Created attachment 33703 [details] Proposed patch to fix module equivalence duplicates Here is a proposed fix for the problem related to equivalence statements in nested/recursive use (see also PR 60780). I've run 'make check-fortran' on rev. 216017 with and without this patch had a FAIL on gfortran.dg/typebound_operator_3.f03 (as discussed in PR 63404) both ways.
Author: kargl Date: Fri Jun 5 16:54:53 2015 New Revision: 224159 URL: https://gcc.gnu.org/viewcvs?rev=224159&root=gcc&view=rev Log: 2015-06-03 Russell Whitesides <russelldub@gmail.com> Steven G. Kargl <kargl@gcc.gnu.org> PR fortran/40958 PR fortran/60780 PR fortran/66377 * module.c (load_equiv): Add check for loading duplicate EQUIVALENCEs from different modules. Eliminate the pruning of unused equivalence-objects 2015-06-03 Steven G. Kargl <kargl@gcc.gnu.org> PR fortran/66377 gfortran.dg/equiv_9.f90: New test.
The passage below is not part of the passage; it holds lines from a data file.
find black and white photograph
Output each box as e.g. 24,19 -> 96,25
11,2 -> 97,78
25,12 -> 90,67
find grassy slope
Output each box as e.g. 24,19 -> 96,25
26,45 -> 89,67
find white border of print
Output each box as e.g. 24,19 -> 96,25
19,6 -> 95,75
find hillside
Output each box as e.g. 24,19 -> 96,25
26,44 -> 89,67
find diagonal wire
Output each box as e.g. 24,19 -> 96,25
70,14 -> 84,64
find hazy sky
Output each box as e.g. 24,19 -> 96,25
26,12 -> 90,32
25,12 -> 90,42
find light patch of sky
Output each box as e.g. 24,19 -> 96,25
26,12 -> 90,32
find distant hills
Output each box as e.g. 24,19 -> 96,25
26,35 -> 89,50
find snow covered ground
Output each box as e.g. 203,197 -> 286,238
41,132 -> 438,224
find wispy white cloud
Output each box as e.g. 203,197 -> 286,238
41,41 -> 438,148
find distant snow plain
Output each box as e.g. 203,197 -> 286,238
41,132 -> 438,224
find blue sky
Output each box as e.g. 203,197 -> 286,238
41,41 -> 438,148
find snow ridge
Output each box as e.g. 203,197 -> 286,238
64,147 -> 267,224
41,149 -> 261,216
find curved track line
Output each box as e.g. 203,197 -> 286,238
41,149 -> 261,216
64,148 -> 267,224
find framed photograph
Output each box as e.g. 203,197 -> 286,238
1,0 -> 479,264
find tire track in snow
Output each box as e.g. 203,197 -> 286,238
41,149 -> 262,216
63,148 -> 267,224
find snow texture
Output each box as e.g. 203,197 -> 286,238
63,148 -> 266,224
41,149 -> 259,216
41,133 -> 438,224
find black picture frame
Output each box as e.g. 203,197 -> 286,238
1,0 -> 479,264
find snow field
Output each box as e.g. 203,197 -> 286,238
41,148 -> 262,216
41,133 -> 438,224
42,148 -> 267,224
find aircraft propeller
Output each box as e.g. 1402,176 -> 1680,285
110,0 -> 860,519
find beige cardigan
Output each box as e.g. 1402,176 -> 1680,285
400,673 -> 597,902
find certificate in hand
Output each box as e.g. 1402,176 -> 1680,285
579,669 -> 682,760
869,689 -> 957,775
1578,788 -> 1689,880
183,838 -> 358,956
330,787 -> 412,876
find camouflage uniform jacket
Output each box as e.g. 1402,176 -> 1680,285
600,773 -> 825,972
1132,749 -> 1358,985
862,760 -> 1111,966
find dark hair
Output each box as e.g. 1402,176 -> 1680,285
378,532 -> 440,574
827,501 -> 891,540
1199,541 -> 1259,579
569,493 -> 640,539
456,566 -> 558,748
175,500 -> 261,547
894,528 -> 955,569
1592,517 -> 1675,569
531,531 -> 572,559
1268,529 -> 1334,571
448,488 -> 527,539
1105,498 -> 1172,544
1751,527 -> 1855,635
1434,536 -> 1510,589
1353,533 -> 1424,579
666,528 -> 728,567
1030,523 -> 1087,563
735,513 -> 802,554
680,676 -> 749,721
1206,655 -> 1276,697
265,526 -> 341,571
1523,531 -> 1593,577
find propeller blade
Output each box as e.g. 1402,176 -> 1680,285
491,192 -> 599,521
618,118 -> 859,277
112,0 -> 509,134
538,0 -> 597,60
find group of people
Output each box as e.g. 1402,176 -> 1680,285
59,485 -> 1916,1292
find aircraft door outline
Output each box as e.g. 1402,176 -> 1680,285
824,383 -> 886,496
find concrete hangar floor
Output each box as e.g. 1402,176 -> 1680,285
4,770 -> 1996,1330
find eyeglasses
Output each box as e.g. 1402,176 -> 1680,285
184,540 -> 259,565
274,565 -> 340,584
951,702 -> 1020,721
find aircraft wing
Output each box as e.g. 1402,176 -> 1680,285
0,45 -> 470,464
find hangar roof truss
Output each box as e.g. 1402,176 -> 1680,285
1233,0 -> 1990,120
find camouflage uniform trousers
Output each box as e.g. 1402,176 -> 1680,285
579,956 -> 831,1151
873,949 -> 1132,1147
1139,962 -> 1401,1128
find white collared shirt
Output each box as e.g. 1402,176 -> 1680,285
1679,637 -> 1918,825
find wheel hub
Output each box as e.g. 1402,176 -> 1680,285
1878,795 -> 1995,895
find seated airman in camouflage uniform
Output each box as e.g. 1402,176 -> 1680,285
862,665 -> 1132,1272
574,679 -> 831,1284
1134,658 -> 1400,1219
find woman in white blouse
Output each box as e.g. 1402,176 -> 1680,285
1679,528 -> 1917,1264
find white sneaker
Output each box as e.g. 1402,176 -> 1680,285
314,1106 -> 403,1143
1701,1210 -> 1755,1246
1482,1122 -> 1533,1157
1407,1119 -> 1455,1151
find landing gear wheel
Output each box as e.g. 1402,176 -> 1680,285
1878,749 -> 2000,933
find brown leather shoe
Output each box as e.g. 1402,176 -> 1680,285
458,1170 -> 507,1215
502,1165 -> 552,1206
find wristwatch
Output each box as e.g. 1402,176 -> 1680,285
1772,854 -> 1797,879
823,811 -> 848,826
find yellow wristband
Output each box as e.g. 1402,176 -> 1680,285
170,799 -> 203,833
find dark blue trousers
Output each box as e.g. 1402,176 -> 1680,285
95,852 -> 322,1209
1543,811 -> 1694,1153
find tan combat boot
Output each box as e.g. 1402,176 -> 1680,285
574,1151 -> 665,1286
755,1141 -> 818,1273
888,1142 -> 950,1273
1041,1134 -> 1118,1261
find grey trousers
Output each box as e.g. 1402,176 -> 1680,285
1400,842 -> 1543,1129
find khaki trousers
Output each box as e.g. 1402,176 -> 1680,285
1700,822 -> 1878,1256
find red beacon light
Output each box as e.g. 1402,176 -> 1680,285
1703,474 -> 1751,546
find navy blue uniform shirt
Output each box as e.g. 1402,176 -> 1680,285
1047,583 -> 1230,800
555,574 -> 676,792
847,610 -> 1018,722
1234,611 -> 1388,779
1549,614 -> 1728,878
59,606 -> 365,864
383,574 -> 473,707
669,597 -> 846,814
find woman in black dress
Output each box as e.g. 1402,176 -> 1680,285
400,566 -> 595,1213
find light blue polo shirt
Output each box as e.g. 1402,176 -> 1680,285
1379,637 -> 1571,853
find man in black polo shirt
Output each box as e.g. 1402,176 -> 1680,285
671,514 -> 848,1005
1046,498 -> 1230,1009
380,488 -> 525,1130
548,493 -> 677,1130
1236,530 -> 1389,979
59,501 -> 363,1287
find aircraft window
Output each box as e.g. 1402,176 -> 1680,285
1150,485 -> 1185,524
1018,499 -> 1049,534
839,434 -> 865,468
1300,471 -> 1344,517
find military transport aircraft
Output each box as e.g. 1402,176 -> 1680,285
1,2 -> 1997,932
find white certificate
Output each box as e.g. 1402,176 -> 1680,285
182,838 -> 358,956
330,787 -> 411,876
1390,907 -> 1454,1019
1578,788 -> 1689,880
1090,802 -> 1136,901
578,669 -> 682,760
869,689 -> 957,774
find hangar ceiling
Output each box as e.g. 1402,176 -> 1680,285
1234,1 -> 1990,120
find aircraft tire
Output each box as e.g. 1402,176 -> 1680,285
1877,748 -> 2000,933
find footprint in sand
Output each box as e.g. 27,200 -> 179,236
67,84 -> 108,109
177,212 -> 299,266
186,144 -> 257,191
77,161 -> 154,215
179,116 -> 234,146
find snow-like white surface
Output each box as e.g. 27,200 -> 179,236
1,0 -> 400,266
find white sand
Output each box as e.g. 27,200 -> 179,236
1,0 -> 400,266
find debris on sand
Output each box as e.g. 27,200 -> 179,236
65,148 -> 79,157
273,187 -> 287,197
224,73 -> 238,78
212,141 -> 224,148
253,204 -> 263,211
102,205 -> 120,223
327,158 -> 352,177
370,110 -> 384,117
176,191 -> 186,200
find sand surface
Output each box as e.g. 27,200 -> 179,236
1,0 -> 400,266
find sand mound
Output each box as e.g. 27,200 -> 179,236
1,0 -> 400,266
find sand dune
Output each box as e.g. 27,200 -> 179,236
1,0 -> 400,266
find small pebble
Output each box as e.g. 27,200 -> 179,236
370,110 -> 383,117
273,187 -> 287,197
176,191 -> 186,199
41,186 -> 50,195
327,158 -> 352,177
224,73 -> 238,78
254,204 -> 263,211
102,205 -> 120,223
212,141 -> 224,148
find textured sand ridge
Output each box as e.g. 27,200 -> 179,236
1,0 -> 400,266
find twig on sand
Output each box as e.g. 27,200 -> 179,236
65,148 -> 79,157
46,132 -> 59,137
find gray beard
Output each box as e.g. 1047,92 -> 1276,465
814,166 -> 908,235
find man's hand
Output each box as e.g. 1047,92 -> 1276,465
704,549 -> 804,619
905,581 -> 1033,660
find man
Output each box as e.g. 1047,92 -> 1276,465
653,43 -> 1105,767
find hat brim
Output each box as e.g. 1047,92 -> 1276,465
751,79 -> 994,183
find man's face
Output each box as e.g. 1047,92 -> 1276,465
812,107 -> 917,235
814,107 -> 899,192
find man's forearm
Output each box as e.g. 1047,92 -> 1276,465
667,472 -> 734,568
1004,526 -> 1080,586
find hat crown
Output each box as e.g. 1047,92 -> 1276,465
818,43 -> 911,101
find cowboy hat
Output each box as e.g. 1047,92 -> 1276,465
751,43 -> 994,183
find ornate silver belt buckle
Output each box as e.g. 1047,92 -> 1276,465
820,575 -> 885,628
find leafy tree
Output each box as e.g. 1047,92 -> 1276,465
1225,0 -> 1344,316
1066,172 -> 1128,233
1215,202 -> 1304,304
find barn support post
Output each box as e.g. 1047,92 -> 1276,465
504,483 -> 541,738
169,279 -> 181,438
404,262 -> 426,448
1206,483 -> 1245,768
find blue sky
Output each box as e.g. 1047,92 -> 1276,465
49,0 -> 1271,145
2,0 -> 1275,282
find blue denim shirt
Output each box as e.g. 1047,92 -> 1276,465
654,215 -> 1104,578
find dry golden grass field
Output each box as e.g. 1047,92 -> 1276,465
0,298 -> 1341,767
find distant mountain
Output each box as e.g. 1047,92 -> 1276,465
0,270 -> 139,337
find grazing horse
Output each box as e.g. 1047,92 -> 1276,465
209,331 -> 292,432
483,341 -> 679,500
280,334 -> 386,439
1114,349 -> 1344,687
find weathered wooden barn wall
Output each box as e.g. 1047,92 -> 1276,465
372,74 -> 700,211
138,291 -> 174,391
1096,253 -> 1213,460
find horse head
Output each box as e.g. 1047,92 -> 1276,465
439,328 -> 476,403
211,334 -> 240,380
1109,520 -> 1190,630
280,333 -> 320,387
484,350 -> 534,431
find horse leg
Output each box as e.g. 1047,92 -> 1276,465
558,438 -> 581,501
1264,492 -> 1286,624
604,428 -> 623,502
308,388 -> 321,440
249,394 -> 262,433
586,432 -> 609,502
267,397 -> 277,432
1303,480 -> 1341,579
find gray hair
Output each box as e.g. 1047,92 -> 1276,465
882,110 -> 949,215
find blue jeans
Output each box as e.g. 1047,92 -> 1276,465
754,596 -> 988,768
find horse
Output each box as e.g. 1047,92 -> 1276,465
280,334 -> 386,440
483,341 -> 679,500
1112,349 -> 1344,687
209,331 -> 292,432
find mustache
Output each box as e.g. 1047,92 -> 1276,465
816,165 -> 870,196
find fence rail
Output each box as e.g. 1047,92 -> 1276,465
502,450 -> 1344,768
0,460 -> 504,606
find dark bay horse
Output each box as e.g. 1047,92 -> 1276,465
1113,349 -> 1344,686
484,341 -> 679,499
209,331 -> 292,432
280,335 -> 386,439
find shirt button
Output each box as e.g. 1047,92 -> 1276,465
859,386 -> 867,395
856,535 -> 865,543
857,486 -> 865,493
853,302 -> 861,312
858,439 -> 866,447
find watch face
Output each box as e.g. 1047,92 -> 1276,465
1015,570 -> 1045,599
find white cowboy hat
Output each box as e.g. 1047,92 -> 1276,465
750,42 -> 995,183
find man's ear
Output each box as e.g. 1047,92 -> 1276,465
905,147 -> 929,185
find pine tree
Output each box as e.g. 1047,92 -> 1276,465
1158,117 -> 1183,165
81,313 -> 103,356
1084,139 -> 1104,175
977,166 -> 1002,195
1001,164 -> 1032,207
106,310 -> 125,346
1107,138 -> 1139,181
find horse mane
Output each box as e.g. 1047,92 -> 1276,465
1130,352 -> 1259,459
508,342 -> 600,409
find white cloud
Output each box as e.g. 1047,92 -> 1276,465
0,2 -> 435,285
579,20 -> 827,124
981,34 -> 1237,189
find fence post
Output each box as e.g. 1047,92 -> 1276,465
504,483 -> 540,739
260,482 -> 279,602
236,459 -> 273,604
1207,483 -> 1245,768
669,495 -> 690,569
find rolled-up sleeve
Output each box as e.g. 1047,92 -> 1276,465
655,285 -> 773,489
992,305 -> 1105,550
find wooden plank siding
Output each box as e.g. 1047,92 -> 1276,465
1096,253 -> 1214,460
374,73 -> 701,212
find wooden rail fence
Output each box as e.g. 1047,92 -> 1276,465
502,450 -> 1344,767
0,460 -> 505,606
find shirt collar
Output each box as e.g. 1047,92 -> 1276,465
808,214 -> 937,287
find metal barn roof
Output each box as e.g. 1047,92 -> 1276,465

Added: trunk/gcc/testsuite/gfortran.dg/equiv_9.f90 Modified: trunk/gcc/fortran/ChangeLog trunk/gcc/fortran/module.c trunk/gcc/testsuite/ChangeLog
Author: kargl Date: Fri Jun 5 20:40:35 2015 New Revision: 224171 URL: https://gcc.gnu.org/viewcvs?rev=224171&root=gcc&view=rev Log: 2015-06-03 Russell Whitesides <russelldub@gmail.com> Steven G. Kargl <kargl@gcc.gnu.org> PR fortran/40958 PR fortran/60780 PR fortran/66377 * module.c (load_equiv): Add check for loading duplicate EQUIVALENCEs from different modules. Eliminate the pruning of unused equivalence-objects 2015-06-03 Steven G. Kargl <kargl@gcc.gnu.org> PR fortran/66377 gfortran.dg/equiv_9.f90: New test. Added: branches/gcc-5-branch/gcc/testsuite/gfortran.dg/equiv_9.f90 Modified: branches/gcc-5-branch/gcc/fortran/ChangeLog branches/gcc-5-branch/gcc/fortran/module.c branches/gcc-5-branch/gcc/testsuite/ChangeLog
I suggest we close this PR, as situation has significantly improved. Please open new PR(s) for specific issues related to module size.